Predictive models of periodontitis on bacterial vaginosis patients

In the crude model (model 1), the association of PD with BV was statistically significant [odds ratio (OR) = 1.69, 95% confidence interval (CI): 1.09–2.61 for PD; OR = 2.37, 95% CI: 1.30–4.29 for severe PD] (Table 3). Also, the fully adjusted models with age, smoking habits, BMI, diabetes mellitus and number of systemic conditions confirmed a significant association (OR = 1.71, 95% CI: 1.06–2.76 for PD; OR = 2.21, 95% CI: 1.15–4.25 for severe PD) (Table 3).

Table 3.

Odds ratios (OR) and correspondent 95% confidence intervals (CI) towards bacterial vaginosis, according to the periodontal status, calculated within binary logistic regression analyses for different adjustment levels.

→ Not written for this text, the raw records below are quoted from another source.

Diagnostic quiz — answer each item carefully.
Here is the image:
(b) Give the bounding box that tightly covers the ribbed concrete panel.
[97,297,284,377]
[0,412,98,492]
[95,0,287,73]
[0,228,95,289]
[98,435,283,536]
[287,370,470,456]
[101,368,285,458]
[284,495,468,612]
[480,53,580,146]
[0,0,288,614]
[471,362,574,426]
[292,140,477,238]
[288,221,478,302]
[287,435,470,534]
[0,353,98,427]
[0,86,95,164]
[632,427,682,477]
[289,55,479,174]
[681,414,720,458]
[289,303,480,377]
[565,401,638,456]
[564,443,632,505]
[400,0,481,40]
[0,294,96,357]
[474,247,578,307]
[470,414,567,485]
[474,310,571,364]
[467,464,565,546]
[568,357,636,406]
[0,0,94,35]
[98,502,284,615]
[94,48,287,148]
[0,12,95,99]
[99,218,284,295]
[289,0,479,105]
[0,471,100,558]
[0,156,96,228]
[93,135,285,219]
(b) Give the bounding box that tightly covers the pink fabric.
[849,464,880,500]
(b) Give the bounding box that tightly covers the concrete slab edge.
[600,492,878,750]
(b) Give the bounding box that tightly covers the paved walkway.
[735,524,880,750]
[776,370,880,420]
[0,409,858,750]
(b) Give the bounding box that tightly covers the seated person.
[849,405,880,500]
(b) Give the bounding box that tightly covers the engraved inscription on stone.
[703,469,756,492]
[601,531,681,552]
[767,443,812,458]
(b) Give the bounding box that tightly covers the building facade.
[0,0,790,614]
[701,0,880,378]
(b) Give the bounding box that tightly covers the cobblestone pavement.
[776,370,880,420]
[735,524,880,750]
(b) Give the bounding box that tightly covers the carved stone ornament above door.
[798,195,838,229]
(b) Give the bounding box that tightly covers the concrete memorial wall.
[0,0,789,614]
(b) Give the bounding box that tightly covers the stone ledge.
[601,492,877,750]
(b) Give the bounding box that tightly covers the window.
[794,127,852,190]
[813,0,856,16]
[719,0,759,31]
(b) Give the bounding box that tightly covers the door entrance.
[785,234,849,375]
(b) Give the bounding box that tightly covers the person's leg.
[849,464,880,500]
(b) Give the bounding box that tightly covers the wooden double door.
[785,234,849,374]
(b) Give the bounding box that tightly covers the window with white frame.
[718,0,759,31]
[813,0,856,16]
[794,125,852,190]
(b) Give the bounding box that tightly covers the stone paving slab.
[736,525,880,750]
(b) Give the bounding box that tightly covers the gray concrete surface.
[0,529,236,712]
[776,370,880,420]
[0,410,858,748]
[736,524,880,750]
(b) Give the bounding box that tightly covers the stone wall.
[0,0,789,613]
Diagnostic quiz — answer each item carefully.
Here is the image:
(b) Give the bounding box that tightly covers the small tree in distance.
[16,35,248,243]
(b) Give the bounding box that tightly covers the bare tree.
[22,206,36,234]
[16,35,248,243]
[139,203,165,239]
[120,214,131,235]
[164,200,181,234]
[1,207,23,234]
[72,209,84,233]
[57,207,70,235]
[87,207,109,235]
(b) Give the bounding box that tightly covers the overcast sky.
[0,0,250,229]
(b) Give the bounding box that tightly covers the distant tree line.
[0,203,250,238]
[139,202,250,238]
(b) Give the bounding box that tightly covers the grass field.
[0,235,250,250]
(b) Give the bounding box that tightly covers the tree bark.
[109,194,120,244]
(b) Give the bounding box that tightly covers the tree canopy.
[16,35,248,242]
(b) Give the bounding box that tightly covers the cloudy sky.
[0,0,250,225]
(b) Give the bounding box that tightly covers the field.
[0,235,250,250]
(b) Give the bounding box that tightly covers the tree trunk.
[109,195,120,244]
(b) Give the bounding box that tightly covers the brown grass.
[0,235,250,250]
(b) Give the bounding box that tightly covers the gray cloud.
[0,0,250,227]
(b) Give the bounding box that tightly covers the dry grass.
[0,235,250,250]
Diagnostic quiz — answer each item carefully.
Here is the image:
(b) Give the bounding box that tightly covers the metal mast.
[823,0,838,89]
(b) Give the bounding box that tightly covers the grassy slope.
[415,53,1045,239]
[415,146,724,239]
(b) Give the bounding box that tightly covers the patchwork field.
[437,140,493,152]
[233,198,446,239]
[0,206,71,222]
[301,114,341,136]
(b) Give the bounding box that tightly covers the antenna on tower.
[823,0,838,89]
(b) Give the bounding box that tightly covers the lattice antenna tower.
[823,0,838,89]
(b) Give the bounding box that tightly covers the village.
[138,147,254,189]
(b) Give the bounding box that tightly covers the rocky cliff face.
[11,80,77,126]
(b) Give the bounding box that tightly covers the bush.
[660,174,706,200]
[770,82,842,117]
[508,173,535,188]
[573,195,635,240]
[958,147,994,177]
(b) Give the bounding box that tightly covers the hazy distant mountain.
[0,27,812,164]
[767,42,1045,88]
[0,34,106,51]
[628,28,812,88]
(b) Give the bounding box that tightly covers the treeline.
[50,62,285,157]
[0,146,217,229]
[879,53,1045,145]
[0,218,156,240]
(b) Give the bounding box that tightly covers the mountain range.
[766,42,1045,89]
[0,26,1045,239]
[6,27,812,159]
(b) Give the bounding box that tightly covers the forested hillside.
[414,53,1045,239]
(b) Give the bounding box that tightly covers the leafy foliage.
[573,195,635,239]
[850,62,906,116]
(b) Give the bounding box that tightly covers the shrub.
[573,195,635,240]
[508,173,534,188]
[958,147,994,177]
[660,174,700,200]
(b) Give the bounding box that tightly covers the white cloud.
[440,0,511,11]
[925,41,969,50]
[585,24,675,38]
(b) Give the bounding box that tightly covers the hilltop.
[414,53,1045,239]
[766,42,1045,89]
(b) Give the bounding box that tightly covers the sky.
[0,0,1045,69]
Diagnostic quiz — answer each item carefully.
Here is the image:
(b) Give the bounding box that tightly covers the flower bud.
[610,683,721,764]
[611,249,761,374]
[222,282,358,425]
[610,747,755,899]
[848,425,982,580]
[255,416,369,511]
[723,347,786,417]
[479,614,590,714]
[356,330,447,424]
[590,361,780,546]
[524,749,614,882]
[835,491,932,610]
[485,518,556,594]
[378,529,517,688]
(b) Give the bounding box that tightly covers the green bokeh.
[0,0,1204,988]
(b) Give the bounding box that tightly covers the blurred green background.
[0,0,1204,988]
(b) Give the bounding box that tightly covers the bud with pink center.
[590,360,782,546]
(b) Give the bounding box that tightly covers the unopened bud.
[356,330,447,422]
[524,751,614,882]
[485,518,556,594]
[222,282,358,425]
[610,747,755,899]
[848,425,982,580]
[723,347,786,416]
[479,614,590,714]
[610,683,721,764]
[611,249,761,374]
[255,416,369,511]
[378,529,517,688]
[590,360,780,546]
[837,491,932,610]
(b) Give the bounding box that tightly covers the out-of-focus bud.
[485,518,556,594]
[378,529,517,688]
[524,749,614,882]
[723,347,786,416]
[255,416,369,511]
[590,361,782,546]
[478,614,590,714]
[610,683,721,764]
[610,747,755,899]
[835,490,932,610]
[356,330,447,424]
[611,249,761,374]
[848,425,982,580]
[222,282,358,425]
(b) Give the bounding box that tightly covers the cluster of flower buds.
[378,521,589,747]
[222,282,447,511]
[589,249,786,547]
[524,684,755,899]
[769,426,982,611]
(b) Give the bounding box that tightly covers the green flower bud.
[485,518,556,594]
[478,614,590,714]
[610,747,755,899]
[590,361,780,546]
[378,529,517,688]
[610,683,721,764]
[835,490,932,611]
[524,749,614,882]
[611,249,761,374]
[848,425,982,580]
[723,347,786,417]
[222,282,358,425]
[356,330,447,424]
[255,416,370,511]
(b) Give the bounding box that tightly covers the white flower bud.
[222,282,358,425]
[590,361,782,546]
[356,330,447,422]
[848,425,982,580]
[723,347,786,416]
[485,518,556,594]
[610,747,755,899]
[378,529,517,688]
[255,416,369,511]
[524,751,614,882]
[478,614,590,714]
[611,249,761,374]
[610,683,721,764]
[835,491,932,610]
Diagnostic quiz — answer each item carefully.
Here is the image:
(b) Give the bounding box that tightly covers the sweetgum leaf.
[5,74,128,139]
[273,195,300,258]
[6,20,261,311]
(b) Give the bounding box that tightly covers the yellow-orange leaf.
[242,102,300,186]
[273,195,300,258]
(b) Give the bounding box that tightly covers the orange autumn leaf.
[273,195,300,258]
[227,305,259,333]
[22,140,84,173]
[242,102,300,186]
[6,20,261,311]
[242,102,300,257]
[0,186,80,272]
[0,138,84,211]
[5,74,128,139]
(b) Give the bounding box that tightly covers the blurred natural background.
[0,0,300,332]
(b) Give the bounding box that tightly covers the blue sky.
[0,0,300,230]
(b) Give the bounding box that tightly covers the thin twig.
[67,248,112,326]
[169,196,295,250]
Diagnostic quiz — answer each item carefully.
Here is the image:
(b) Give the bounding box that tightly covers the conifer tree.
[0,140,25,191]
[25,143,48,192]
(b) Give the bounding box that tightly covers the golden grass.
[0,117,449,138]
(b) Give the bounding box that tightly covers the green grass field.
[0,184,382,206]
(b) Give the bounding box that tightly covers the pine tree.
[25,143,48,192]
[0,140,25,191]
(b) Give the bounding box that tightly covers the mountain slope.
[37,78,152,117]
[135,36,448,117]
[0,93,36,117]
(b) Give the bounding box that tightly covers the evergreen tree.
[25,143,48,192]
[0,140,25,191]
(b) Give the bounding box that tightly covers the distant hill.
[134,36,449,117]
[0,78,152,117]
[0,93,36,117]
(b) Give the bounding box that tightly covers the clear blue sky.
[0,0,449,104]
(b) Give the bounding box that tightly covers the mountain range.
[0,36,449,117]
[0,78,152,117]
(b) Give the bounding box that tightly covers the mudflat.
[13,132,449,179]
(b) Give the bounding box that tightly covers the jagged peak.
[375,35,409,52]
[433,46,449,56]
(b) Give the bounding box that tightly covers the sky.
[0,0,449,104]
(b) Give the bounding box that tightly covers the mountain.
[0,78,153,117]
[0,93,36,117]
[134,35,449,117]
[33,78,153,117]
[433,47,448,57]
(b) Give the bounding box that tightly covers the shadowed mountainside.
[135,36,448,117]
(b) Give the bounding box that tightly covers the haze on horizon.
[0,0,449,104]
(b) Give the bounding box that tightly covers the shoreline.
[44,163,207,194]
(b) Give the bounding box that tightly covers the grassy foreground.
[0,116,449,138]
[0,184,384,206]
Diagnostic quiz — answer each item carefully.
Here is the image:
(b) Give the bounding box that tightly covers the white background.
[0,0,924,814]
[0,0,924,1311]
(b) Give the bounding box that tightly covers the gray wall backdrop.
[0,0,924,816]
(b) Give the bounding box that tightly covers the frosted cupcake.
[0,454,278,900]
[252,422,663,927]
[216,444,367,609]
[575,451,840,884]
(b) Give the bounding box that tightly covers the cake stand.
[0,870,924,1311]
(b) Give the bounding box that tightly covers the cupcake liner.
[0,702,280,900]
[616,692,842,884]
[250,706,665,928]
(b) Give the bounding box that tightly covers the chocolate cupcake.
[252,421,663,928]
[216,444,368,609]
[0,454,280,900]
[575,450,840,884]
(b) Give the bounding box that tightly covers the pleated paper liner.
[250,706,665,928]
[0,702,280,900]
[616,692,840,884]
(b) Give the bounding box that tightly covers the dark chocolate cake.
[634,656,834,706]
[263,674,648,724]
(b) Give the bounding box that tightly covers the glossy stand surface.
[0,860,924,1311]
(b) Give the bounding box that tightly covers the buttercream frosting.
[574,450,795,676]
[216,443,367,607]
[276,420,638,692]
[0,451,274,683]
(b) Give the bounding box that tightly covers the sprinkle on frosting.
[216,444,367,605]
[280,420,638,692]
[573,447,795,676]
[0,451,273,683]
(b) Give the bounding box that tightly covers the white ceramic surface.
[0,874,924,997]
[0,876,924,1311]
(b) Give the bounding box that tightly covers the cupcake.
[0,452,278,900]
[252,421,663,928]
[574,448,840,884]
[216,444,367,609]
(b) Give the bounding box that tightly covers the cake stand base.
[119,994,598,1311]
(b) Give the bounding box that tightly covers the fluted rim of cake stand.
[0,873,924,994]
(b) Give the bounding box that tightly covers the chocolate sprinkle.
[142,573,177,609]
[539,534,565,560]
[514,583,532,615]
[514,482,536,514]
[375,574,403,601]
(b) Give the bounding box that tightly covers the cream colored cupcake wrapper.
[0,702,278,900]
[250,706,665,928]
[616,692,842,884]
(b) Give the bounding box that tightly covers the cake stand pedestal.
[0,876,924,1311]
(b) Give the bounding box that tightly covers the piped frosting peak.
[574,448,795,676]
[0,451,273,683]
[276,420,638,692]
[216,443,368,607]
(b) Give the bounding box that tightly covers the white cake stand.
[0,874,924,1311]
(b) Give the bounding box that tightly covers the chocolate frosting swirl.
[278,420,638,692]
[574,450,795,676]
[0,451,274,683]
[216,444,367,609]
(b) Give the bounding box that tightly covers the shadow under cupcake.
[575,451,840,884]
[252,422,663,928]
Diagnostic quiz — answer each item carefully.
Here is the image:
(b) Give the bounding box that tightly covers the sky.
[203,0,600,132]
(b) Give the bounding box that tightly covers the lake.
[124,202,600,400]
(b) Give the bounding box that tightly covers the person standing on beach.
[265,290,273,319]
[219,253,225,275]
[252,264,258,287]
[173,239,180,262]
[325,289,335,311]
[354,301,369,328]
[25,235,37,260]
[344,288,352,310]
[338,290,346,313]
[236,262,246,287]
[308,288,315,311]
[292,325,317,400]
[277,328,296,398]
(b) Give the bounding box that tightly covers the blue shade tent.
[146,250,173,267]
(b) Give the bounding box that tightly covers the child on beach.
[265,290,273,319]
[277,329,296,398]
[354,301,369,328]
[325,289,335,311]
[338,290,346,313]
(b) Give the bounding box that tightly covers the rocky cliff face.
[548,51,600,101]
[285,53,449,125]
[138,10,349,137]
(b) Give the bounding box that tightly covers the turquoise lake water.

Periodontitis OR (95% CI) Severe periodontitis OR (95% CI)
Model 1 1.69 (1.09–2.61)* 2.37 (1.30–4.29)**
Model 2 1.76 (1.13–2.74)* 2.52 (1.37–4.63)**
Model 3 1.66 (1.04–2.65)* 2.29 (1.21–4.33)*
Model 4 1.67 (1.04–2.69)* 2.14 (1.12–4.09)*
Model 5 1.68 (1.04–2.70)* 2.16 (1.13–4.12)*
Model 6 1.71 (1.06–2.76)* 2.21 (1.15–4.25)*

Model 1, unadjusted model; Model 2, includes adjustment for age; Model 3, includes adjustment for age and smoking habits; Model 4, includes adjustment for age, smoking habits and BMI; Model 5, includes adjustment for age, smoking habits, BMI and diabetes mellitus; Model 6, includes adjustment for age, smoking habits, BMI, diabetes mellitus and number of systemic diseases (excluding diabetes). Statistically significant: *p < 0.05; **p < 0.01; ***p < 0.001.

Discussion

We aimed to investigate whether BV and PD were associated in a representative nationwide sample of women Americans. Our results support our initial hypothesis of a possible link between BV and PD. Women with BV had higher prevalence of PD, levels of periodontal inflammation, percentage of active smokers and average BMI. Also, women with BV and PD presented significantly more systemic inflammation than those with healthy periodontium.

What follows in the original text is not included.